Home > Data Protection > PowerProtect DD Series Appliances > Dell PowerProtect Data Domain SISL Scaling Architecture > No data available.
The basic algorithm for deduplication is to break the incoming data stream into segments in a repeatable way and compute a unique fingerprint for the segment. This fingerprint is then compared to all others in the system to determine whether it is unique or redundant. Only unique data is stored to disk. To its clients, the system appears to store the data in the usual way, but internally it does not use disk space to store the same segment repeatedly. Instead, it creates additional references to the previously stored unique segment.
For good data reduction, the segments should be small to maximize the data reduction effect. Smaller segments are more likely to be found in more places. But smaller segments mean there are more segments and therefore more fingerprints to compute and compare. Data Domain deduplication technology uses a relatively small segment size (8 KB average, varying in size). This provides the best deduplication results and provides a flexible, application-independent store. After identifying unique segments, local compression such as, LZ, gz, and gzfast, is applied and only that data is stored to disk.
The fingerprint index in this kind of approach can be a magnitude bigger than system RAM. As a result, it is typically stored on disk.
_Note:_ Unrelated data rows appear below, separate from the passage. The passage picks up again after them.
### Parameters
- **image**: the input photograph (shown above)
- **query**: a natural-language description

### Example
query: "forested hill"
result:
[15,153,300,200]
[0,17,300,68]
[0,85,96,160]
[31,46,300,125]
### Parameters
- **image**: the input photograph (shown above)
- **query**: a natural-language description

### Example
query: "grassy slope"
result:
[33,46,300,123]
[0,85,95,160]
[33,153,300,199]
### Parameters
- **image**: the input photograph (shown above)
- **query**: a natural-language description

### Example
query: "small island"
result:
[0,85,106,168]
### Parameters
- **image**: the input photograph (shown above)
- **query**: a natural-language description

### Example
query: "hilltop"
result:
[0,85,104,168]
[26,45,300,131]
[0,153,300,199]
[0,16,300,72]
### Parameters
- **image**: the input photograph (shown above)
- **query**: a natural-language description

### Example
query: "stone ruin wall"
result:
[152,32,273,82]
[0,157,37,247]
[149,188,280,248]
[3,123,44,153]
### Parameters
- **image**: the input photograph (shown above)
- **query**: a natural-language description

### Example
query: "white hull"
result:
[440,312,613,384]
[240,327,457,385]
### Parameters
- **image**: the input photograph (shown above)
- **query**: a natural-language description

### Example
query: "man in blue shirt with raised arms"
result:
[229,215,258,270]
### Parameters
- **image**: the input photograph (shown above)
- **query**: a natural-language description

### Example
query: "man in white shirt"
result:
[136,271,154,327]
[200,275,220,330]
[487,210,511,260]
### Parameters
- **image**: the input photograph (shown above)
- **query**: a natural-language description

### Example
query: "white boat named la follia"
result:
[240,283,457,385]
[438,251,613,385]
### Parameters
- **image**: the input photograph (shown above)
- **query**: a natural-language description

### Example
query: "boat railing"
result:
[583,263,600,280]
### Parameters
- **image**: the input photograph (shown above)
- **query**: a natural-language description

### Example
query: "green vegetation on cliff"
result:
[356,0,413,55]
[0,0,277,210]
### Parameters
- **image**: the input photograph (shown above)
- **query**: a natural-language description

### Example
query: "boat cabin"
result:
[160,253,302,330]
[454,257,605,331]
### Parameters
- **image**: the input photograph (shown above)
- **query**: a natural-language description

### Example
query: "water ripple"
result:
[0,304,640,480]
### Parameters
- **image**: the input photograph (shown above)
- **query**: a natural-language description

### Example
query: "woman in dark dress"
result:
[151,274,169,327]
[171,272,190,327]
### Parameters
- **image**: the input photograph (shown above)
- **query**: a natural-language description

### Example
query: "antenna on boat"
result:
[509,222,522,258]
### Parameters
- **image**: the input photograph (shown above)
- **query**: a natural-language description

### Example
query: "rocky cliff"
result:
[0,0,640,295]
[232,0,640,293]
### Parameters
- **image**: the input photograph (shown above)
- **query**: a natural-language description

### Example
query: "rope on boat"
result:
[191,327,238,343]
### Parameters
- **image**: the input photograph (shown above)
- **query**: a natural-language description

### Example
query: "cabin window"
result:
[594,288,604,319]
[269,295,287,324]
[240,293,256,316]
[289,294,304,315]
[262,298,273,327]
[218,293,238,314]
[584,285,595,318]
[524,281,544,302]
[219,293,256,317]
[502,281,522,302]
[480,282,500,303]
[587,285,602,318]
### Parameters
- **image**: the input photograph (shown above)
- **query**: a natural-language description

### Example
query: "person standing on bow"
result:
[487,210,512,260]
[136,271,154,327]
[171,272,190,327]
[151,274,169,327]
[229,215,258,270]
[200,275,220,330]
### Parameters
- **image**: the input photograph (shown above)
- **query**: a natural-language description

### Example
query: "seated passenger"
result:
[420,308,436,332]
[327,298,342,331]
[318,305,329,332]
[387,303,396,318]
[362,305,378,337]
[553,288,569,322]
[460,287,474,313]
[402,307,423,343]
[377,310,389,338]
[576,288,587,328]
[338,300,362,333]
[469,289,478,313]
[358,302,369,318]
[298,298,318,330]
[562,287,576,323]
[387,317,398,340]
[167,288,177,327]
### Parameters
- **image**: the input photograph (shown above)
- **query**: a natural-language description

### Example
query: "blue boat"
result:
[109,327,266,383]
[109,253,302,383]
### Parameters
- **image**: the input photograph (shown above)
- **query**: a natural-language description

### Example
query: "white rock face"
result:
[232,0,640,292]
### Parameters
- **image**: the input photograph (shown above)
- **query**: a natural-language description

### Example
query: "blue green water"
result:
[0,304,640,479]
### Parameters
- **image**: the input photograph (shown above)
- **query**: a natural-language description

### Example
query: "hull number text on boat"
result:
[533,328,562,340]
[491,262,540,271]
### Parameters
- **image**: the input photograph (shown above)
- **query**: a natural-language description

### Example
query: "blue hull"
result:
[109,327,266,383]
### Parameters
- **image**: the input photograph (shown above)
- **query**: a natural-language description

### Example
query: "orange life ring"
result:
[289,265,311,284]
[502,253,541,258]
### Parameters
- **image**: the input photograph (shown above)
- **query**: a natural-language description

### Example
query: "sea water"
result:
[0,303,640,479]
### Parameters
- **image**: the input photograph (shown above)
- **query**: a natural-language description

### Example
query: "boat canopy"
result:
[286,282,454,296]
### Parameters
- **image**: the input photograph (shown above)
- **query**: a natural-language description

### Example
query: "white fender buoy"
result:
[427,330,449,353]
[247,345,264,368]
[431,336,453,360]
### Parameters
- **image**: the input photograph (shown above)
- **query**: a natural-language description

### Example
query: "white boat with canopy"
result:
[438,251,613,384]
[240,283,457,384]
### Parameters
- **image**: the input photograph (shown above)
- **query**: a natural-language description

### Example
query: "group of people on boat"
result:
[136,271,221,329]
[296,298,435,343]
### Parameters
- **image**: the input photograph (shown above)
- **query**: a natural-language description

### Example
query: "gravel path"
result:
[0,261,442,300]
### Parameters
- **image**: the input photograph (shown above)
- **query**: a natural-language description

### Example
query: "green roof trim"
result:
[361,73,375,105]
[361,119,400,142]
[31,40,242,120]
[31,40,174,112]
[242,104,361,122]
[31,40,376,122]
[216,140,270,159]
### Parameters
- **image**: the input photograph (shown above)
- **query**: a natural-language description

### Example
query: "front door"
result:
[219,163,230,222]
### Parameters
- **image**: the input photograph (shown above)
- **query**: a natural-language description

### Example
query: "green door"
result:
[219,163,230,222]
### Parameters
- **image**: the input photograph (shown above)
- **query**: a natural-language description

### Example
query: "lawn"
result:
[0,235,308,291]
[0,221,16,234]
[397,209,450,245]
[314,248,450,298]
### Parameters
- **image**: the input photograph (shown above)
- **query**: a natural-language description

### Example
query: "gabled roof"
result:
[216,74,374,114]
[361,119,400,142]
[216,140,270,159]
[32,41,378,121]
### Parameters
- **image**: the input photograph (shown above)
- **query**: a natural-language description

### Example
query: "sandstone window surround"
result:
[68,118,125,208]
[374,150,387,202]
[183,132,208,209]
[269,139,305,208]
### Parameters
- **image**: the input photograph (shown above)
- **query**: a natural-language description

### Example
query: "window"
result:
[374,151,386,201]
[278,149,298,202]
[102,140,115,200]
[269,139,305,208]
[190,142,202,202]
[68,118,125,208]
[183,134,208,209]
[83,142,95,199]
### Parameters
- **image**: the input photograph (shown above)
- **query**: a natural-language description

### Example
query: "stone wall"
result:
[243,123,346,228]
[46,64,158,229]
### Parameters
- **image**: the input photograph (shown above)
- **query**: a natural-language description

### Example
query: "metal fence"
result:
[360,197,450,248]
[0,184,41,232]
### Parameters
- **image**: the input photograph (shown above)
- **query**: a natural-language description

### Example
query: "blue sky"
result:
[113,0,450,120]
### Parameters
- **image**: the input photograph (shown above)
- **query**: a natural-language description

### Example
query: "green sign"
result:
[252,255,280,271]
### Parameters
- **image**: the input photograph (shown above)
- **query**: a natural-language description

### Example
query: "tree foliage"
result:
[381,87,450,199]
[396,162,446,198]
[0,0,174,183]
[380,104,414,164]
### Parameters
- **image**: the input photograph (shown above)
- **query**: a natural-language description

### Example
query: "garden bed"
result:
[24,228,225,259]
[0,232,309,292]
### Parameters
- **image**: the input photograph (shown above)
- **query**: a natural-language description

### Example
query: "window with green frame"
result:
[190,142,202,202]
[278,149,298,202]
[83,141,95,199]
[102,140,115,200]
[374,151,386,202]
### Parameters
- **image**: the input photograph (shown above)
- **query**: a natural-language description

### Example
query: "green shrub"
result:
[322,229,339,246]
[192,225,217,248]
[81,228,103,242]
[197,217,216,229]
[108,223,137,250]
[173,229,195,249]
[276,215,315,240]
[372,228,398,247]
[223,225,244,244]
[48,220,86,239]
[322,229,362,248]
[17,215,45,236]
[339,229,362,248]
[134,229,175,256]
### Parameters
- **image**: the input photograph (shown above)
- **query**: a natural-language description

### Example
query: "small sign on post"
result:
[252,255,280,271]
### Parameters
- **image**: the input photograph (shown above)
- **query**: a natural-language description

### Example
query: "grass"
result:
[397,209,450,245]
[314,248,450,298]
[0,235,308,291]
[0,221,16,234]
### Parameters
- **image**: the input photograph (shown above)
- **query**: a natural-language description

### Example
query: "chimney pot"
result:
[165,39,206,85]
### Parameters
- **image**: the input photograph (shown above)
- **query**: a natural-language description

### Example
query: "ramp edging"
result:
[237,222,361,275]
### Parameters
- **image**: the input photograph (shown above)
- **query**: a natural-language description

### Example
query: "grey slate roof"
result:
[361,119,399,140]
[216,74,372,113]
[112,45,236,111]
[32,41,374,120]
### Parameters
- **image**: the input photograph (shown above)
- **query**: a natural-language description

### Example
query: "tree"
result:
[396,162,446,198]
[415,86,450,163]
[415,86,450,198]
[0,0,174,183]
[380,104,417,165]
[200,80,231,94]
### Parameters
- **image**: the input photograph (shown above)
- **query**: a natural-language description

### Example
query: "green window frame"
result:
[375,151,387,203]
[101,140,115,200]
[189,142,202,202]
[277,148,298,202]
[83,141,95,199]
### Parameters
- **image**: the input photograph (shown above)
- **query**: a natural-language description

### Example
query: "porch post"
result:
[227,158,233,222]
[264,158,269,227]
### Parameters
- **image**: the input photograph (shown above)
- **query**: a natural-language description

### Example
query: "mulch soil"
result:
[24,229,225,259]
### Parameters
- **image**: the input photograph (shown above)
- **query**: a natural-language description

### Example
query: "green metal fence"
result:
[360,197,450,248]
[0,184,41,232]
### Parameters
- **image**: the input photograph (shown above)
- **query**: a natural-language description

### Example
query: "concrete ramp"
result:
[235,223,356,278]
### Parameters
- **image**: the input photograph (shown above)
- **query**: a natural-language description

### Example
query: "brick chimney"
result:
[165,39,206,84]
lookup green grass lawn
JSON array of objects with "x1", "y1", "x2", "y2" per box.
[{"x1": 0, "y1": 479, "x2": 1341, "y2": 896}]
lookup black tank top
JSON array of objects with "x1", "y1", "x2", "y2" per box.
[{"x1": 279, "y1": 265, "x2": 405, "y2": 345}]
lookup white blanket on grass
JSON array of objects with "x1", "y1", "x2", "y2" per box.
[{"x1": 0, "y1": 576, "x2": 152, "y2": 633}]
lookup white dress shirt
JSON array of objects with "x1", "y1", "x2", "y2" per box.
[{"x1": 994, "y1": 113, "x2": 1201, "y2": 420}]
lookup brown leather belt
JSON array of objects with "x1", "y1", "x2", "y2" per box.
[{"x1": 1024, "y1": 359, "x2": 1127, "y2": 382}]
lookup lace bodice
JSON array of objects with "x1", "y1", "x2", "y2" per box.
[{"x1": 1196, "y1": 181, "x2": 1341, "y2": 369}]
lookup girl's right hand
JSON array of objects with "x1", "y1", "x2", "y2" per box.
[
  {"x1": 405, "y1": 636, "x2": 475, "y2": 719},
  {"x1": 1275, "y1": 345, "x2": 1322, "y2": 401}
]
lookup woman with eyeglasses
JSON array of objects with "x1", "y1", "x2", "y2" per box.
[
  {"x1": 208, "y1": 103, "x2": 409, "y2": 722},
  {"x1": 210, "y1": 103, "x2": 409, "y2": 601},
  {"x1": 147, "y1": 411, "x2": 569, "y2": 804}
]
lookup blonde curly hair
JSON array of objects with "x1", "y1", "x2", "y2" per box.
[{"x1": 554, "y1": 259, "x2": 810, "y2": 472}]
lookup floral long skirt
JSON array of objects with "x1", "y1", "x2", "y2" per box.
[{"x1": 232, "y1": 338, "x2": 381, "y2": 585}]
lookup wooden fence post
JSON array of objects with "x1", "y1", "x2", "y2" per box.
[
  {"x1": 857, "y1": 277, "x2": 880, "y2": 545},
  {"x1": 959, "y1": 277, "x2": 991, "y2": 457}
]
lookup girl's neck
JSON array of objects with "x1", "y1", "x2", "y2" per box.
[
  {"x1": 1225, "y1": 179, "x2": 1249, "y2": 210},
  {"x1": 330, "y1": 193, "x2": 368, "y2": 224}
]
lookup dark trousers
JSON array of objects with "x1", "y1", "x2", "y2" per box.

So, for index lookups, the system will typically perform a disk read for each incoming segment. That is where things can get tricky.
This would mean that for a 100 MB/s throughput, a typical hash-based system would need about 100 disks. Here’s why. A 500 GB SATA disk can sustain approximately 120 disk accesses for index lookups per second. For a segment size of 8 KB, that means a single disk could support an incoming data rate of about 120 x 8 KB, or about 1 MB/s. To go faster, more disks would be required to spread the access load. Such a system would be too expensive to compete with tape in most situations.
Simple alternatives are sub-optimal. One resolution could be to use a much bigger segment size on average, but that would provide significantly worse deduplication effects and again make the system uncompetitive with tape automation on configured price. Otherwise, faster Fibre Channel disks could be used – but for twice the speed, they often cost 3x-5x more per gigabyte.
As shown in Figure 1, In a finger printing approach using high capacity, low-cost SATA disk, random lookups of fingerprints for segments that average 8 KB limit throughput to about 1MB/s per disk.